The culmination of a long process that began in 2017, the Commission today adopted two proposals aimed at adapting liability rules to the digital age, the circular economy and the impact of global value chains.

First of all, it proposes to modernize the existing rules concerning the strict liability of manufacturers for defective products (from smart technologies to pharmaceutical products). According to the Commission, “the revised rules will provide businesses with legal certainty to invest in new and innovative products and ensure that victims can obtain fair compensation where faulty products, including digital and refurbished products, cause harm”.

Secondly, the Commission is proposing for the first time a targeted harmonization of national rules on liability applicable to AI, in order to make it easier for victims of AI-related damage to obtain compensation. In line with the objectives of the AI ​​White Paper and the Commission’s 2021 proposal for an AI Regulation, establishing a framework for excellence and trust in AI, the new rules will ensure that victims benefit the same standards of protection when harmed by AI products or services as if harm were caused in other circumstances.
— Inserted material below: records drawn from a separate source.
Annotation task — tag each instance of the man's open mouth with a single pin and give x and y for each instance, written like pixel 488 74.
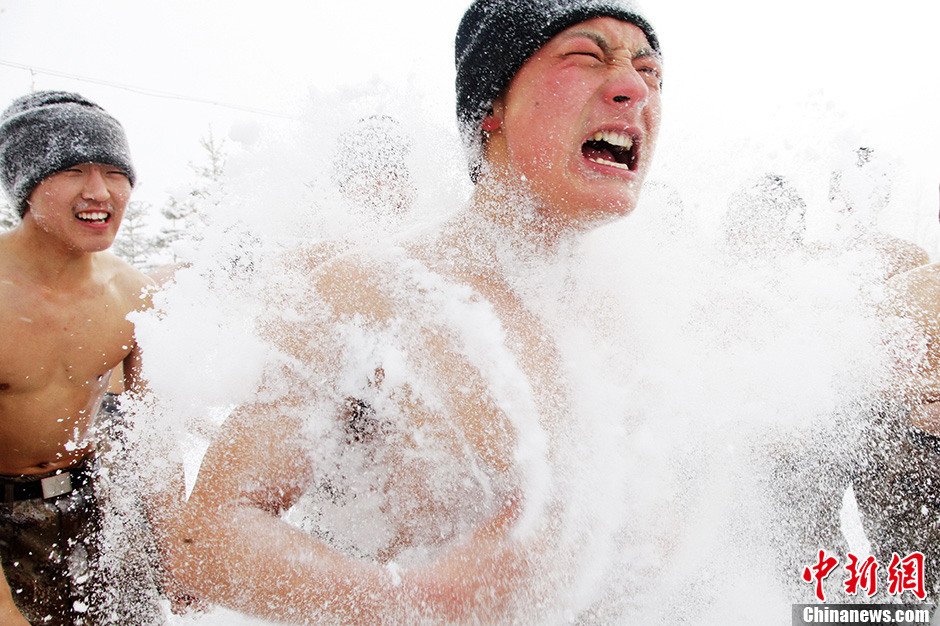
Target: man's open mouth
pixel 615 149
pixel 94 217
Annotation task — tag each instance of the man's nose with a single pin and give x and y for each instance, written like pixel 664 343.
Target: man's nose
pixel 626 87
pixel 95 188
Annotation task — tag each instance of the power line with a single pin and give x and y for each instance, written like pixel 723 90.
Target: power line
pixel 155 93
Revision of the Product Liability Directive

The Commission presents the following elements as particularly important:

modernization liability rules for circular economy business modelsso that liability rules are clear and fair for companies that substantially modify products;

modernization Product liability rules in the digital agethus enabling the repair of damages when products such as robots, drones or smart home systems are made unsafe by software updates, AI or digital services necessary for the operation of the product, as well as when manufacturers fail to address cybersecurity vulnerabilities;

creation fairer conditions of competition between EU and non-EU manufacturers: when consumers are harmed by dangerous products imported from third countries, they can contact the importer or the manufacturer’s representative in the EU to obtain compensation;

bets consumers on an equal footing with manufacturers, by requiring the latter to disclose evidence, by introducing greater flexibility regarding the time restrictions applicable to the introduction of reparations actions and by easing the burden of proof for victims in complex cases, such as than those involving pharmaceuticals or AI.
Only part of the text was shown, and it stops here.